Curative: Surgery, revision of the bowel bypass, surgical resection of the blind loop of bowel

Not curative:

  • Cutaneous and rheumatologic manifestations: systemic prednisone
  • Should not use systemic CS as long-term tx
  • Antibiotics that have proven to be beneficial
34
Q

What is SAPHO?

A

Synovitis, acne, pustulosis, hyperostosis, and osteitis

  • Represents a wide spectrum of aseptic neutrophilic dermatoses in a/w aseptic osteoarticular lesions
  • Have distinctive histologic and radiographic features
35
Q

Clinical manifestations of SAPHO?

A

Essential elements: osteoarticular lesions, pustular dermatoses ( ~30% of children and ~85% of adults.)

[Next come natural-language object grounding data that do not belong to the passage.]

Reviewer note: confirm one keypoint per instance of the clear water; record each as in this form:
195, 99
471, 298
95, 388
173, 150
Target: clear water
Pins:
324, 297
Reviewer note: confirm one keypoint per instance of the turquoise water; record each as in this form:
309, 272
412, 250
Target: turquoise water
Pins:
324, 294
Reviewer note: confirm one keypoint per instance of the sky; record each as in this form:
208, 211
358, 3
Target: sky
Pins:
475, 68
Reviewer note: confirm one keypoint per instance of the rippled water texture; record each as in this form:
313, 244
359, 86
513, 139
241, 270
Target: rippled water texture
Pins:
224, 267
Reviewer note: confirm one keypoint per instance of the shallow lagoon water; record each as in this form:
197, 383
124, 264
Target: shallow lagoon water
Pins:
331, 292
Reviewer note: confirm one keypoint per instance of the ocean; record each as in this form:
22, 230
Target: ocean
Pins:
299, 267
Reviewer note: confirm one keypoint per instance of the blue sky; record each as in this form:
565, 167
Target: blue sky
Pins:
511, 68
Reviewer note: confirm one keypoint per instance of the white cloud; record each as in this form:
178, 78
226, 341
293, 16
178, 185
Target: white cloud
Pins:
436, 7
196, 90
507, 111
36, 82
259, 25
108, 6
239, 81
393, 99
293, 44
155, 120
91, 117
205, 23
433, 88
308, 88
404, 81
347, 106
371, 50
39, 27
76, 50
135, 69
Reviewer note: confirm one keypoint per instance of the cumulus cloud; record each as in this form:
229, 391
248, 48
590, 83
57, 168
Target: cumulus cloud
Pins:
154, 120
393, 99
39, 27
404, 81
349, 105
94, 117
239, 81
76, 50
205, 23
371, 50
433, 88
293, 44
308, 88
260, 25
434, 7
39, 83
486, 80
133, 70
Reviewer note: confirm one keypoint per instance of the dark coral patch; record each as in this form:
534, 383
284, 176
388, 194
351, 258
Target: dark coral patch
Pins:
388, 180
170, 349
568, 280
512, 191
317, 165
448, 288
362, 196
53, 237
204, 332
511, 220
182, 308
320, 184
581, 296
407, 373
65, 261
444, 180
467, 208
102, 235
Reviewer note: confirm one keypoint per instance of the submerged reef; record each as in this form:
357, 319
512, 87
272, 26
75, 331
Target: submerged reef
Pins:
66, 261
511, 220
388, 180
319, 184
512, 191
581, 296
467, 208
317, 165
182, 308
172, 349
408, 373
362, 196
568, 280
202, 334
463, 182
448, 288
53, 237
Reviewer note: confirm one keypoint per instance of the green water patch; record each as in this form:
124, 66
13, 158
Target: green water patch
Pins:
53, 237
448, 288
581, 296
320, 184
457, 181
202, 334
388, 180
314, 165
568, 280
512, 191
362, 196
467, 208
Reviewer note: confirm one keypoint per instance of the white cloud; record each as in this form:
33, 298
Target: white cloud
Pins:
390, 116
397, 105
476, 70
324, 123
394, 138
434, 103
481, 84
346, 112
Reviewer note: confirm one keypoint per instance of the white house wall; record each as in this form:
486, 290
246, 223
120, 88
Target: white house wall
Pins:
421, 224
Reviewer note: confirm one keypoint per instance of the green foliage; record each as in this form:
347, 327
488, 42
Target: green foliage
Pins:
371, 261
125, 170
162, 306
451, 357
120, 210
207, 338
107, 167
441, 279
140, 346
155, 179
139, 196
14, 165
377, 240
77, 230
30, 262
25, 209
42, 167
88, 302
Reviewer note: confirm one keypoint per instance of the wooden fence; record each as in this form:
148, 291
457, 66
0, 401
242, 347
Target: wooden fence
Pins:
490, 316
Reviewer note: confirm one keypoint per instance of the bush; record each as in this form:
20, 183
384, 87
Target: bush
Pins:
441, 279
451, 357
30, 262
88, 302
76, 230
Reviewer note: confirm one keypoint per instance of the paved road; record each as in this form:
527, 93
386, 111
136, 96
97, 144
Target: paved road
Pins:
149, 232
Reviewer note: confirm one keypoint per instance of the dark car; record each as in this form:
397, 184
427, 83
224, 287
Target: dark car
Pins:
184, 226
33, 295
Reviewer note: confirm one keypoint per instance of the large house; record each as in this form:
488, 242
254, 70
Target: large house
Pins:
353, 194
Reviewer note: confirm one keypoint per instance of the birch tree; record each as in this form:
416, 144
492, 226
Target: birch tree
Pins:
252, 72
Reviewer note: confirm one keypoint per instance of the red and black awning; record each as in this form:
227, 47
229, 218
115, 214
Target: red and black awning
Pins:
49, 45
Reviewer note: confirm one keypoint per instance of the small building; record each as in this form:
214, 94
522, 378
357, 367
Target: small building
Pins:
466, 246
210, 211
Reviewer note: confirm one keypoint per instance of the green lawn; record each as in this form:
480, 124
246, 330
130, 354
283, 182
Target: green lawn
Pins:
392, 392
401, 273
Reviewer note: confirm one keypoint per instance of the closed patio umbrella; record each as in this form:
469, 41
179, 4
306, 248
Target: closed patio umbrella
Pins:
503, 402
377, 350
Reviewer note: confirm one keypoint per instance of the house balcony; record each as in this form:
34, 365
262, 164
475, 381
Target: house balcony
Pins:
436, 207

  • Affected bones = tender, swollen joints = painful
  • Febrile, leukocytosis, elevated ESR
36
Q

Diagnosis of SAPHO?

A

Bone scintigraphy: increased uptake

MRI : assessing joint and tissue involvement, can be used for monitoring

Osteoarticular involvement is intermittent with periodic exacerbations and remissions

37
Q

Treatment for SAPHO?

A

Treatment options:

NSAIDs

intraarticular CS for arthritis

bisphosphonates for bone involvement

systemic corticosteroids,

other immunosuppressive medications: azathioprine, methotrexate

TNF antagonists:etanercept, adalimumab, infliximab

IL-1 antagonists: anakinra for both skin and bone disease.

Of note, paradoxical induction of SAPHO was observed in a patient with inflammatory bowel disease treated with infliximab.